The banking businesses suffered didruption during the April-May period of this year due to the pandemic, the senior banker told the FE.

Echoing the Pubali Bank's MD, Farman R Chowdhury, MD of Al-Arafah Islami Bank Limited, said the operational profit would fall because the lending rates came down to only 9.0 per cent in April from 13 per cent earlier.

"The operational profit of banks will decrease this year mainly due to lower net interest incomes," Shafiul Azam, MD and CEO of Modhumoti Bank Limited (MMBL), told the FE.

He also said that imposing 1.0 per cent extra provisioning against unclassified loans is justified for strengthening the shock-absorbing capacity of the banks.

On the other hand, Syed Mahbubur Rahman, former chairman of the Association of Bankers, Bangladesh (ABB), said a number of banks will face difficulties in complying with the Special General Provision-COVID-19 rule of the central bank.

"The central bank may not consider imposing this additional provisioning for the customers, who have paid their installments regularly," Mr. Rahman, also MD and CEO of Mutual Trust Bank Limited, told the FE while replying to a query.

All the scheduled banks will have to set aside an additional amount of around Tk 100 billion in provisioning from their operating profits to comply with the BB's latest rules.

On December 10 last, the central bank asked the banks to increase provisioning for unclassified loans and loans in special mention accounts by 1.0 per cent of performing loans, and incorporate these provisions in their balance sheets of 2020.

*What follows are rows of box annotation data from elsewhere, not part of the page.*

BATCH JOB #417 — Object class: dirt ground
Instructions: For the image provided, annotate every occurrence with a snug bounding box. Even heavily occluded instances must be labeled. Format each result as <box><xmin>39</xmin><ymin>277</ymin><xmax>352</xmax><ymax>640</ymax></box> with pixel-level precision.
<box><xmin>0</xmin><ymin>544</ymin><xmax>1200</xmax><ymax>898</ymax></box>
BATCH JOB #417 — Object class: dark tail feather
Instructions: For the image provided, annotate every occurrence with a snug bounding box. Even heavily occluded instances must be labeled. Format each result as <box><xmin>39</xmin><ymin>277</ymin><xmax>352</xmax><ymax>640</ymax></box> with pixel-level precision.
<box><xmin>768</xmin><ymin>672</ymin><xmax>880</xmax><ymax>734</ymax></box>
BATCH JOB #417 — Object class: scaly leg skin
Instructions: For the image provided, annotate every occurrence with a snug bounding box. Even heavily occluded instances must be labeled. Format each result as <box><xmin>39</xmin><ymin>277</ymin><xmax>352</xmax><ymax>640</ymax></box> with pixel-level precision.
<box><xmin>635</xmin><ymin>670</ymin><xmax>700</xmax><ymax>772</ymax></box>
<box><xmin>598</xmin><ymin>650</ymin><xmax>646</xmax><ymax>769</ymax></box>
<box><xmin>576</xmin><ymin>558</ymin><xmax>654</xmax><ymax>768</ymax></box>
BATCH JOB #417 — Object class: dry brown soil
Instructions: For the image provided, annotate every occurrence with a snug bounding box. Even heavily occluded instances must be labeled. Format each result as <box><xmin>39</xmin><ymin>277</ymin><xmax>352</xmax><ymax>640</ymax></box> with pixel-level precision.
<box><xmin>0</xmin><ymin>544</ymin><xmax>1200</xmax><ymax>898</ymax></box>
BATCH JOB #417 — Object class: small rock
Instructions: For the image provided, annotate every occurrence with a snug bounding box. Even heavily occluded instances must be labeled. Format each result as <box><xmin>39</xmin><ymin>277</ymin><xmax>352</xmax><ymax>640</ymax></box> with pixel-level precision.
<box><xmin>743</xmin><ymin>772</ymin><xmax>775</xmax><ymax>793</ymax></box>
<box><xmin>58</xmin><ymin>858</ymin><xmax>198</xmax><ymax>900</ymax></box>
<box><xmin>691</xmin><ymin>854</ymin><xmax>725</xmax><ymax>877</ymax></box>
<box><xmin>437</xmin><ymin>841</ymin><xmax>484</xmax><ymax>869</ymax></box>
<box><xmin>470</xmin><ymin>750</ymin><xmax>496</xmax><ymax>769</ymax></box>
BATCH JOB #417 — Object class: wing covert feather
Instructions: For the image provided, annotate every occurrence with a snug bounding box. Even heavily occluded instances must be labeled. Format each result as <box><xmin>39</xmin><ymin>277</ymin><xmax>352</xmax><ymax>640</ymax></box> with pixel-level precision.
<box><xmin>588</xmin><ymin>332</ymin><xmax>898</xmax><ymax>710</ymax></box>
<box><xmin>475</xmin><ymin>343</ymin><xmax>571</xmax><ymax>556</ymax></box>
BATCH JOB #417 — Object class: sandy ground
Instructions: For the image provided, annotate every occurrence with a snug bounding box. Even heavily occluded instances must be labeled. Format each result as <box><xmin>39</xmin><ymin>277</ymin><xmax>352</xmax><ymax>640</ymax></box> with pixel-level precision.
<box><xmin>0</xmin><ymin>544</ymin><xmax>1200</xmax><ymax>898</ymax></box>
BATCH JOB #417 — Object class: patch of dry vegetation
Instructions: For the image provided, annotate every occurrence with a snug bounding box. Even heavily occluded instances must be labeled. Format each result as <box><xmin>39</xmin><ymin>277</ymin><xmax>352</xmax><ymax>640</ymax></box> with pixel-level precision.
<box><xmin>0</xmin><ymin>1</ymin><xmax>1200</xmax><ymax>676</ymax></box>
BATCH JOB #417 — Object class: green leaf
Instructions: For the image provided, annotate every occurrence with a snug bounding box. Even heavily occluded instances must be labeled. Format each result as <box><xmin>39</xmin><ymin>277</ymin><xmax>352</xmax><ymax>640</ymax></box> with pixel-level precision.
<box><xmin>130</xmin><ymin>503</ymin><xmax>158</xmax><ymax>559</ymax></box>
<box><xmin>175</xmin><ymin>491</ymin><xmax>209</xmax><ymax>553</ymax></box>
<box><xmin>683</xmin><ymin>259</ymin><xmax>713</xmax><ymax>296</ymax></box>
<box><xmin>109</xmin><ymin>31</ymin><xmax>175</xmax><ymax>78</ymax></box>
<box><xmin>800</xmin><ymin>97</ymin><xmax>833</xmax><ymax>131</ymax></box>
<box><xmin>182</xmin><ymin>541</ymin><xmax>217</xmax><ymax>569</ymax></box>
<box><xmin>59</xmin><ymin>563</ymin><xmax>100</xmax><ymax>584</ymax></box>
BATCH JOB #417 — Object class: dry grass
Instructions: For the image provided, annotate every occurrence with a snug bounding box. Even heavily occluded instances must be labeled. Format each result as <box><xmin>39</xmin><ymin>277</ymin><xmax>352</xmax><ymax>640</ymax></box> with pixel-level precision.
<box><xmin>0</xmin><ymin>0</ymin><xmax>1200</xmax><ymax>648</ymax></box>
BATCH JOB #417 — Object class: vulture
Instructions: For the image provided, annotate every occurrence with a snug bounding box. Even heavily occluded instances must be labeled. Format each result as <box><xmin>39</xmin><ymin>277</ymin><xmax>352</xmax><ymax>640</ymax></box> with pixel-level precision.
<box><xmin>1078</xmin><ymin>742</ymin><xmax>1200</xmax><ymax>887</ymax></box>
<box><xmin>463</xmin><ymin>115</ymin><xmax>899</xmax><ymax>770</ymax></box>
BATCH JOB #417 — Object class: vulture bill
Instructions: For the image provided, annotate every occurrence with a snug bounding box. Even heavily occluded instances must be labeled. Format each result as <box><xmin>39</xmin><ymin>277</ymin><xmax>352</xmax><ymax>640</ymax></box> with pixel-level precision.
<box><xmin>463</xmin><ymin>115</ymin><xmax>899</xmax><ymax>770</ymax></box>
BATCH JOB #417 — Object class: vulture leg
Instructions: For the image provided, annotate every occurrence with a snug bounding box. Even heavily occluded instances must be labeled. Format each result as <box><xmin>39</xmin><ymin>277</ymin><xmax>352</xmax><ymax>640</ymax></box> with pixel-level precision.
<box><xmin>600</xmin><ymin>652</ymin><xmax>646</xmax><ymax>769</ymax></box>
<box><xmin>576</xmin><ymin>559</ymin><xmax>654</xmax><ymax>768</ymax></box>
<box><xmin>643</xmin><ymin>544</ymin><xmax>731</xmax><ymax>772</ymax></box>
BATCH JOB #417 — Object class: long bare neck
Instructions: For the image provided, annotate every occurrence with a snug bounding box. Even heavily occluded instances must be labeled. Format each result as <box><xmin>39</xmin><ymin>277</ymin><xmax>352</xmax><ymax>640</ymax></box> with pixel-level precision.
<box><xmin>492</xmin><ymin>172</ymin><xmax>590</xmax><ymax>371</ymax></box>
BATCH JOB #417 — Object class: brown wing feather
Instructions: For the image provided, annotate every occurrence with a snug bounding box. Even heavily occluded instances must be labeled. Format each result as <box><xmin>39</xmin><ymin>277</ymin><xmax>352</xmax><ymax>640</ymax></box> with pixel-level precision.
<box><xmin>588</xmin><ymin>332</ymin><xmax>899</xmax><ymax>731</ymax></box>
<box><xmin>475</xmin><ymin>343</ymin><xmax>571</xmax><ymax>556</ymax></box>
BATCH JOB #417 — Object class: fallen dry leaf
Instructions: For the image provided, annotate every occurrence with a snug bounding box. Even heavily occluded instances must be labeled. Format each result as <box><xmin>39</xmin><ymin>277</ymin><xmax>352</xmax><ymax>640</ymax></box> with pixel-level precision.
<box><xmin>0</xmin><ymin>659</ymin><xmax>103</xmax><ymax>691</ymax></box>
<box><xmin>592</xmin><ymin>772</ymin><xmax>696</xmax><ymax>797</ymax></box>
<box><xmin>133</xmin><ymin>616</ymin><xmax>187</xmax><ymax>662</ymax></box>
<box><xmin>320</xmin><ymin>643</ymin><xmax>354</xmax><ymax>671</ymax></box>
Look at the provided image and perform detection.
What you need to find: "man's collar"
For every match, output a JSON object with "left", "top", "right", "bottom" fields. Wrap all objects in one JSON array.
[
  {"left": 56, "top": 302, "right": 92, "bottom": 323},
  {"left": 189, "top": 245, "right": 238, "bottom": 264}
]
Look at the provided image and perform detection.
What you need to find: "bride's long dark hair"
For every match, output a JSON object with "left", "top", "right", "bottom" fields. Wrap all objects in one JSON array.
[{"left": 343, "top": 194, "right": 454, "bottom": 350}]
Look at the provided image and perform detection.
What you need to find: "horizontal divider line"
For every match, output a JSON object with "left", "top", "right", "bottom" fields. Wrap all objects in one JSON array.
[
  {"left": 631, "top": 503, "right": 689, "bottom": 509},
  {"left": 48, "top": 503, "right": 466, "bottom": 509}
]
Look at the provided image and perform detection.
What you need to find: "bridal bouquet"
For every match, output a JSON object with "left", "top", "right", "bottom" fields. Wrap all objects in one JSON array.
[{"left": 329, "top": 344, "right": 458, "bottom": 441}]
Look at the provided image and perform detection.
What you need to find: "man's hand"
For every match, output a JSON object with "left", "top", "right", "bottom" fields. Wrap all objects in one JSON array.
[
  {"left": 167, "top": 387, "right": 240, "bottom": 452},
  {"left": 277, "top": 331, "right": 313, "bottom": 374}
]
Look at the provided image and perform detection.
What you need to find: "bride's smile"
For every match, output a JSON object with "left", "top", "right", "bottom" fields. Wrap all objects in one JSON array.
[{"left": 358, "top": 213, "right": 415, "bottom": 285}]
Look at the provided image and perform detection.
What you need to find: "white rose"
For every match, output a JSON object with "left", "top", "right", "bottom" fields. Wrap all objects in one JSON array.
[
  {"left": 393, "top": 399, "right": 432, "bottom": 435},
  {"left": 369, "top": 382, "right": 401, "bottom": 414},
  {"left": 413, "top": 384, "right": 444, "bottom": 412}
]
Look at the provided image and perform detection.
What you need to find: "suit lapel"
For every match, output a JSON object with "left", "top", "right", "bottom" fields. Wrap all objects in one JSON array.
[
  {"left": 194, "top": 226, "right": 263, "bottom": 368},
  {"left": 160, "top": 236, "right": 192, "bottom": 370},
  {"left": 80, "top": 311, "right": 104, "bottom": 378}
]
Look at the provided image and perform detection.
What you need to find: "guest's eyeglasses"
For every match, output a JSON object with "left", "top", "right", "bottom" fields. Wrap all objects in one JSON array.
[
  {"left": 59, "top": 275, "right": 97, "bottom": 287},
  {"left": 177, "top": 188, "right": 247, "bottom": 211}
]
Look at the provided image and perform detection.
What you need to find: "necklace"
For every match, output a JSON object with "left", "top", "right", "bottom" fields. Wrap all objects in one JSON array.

Actually, the extra provisioning would constrain the profitability further this year as the banks' loss-absorption capacity in terms of pre-provision income weakened due to the lending rate cap.

The amount of unclassified loans in the banking sector stood at about Tk 9.7 trillion as of September 30 last which was 91.12 per cent of total outstanding loans, the BB data showed.

Talking to the FE, a BB senior official said the volume of unclassified loans might increase slightly in the final quarter of this year following implementation of the government-announced stimulus packages.

"We've imposed 1.0 per cent additional general provision against all types of unclassified loans considering long-term sustainability of the banking sector," the central banker explained.

The banks usually keep required provisions against both classified and unclassified loans from their operating profits in order to mitigate risks.

The amount of default loans fell by nearly 2.0 per cent or Tk 16.76 billion to Tk 944.40 billion as on September 30 from Tk 961.17 billion as on June 30 this year as the central bank suspended the routine exercise of classification to help businesses overcome the adverse impact of the Covid-19 pandemic.

Under the existing regulations, the banks have to keep 0.25 per cent to 2.0 per cent provisions against loans under general category, 20 per cent against substandard category, 50 per cent against doubtful loans, and 100 per cent against bad or loss category.

On the other hand, the banks are allowed to transfer interest of loans, which have not been realised due to the moratorium facility until December 31, into their income accounts after fulfilling three conditions of the central bank.

However, the senior bankers are yet to clear about the actual impact of extra provisioning against unclassified loans in the banking sector, saying that the real picture could be known after the book closing.